Sarkola Marja E, Grénman Seija E, Rintala Marjut A M, Syrjänen Kari J, Syrjänen Stina M
Department of Obstetrics and Gynecology, Turku University Central Hospital, Turku, Finland.
Acta Obstet Gynecol Scand. 2008;87(11):1181-8. doi: 10.1080/00016340802468308.
To analyze human papillomavirus (HPV) DNA in umbilical cord blood and in placenta, including its cellular localization.
Longitudinal prospective study.
Maternity Unit of Turku University Hospital, and MediCity, University of Turku.
Placental and cord blood samples obtained at delivery from 315 mothers and 311 neonates included in the Finnish HPV Family Study.
HPV testing by nested PCR and sequencing. Tyramide amplified in situ hybridization (ISH) for viral DNA localization in placenta. Correlation to mother's and neonate's oral and genital HPV status and maternal demographic data.
Detection and cellular localization of HPV DNA.
HPV DNA was detected in 4.2 and 3.5% of placenta and cord blood samples, respectively, including HPV types 16, 6, 83 and 39. In placenta, HPV6 and 16 DNA was localized in syncytiotrophoblasts. Abnormal cytology increased the risk of HPV+ placenta and cord blood. History of genital warts was the only independent predictor of cord blood HPV in multivariate analysis (adjusted OR=4.0, 95% CI: 1.09-14.54, p=0.036). HPV DNA in cord blood increased the risk of genital (OR=4.0, 95% CI: 1.08-14.83, p=0.048) and oral (OR=4.4, 95% CI: 1.17-16.14, p=0.039) HPV DNA carriage of the neonate. HPV+ placenta increased the risk of oral HPV of the neonate (OR=8.6, 95% CI: 2.73-27.13, p=0.0001). Delivery mode did not predict HPV status of the neonate.
HPV DNA is detected in placental trophoblasts and umbilical cord blood. The presence of HPV DNA at these sites increases the risk of a neonate testing HPV-positive at birth.

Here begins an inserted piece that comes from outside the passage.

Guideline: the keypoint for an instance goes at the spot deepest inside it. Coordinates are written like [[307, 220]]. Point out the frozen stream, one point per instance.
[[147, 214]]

分析人乳头瘤病毒(HPV)DNA在脐带血和胎盘中的情况,包括其细胞定位。
纵向前瞻性研究。
图尔库大学医院妇产科及图尔库大学医学城。
从芬兰HPV家庭研究纳入的315名母亲和311名新生儿分娩时获取的胎盘和脐带血样本。
采用巢式PCR和测序进行HPV检测。用酪胺信号放大原位杂交(ISH)法对胎盘中的病毒DNA进行定位。与母亲和新生儿的口腔及生殖器HPV状态以及母亲的人口统计学数据进行相关性分析。
HPV DNA的检测及细胞定位。
分别在4.2%的胎盘样本和3.5%的脐带血样本中检测到HPV DNA,包括16、6、83和39型HPV。在胎盘中,HPV6和16 DNA定位于合体滋养层细胞。细胞学异常增加了胎盘和脐带血HPV阳性的风险。在多因素分析中,尖锐湿疣病史是脐带血HPV的唯一独立预测因素(校正比值比=4.0,95%可信区间:1.09 - 14.54,p = 0.036)。脐带血中的HPV DNA增加了新生儿生殖器(比值比=4.0,95%可信区间:1.08 - 14.83,p = 0.048)和口腔(比值比=4.4,95%可信区间:1.17 - 16.14,p = 0.039)HPV DNA携带的风险。HPV阳性胎盘增加了新生儿口腔HPV的风险(比值比=8.6,95%可信区间:2.73 - 27.13,p = 0.0001)。分娩方式不能预测新生儿的HPV状态。
在胎盘滋养层细胞和脐带血中检测到HPV DNA。这些部位存在HPV DNA会增加新生儿出生时HPV检测呈阳性的风险。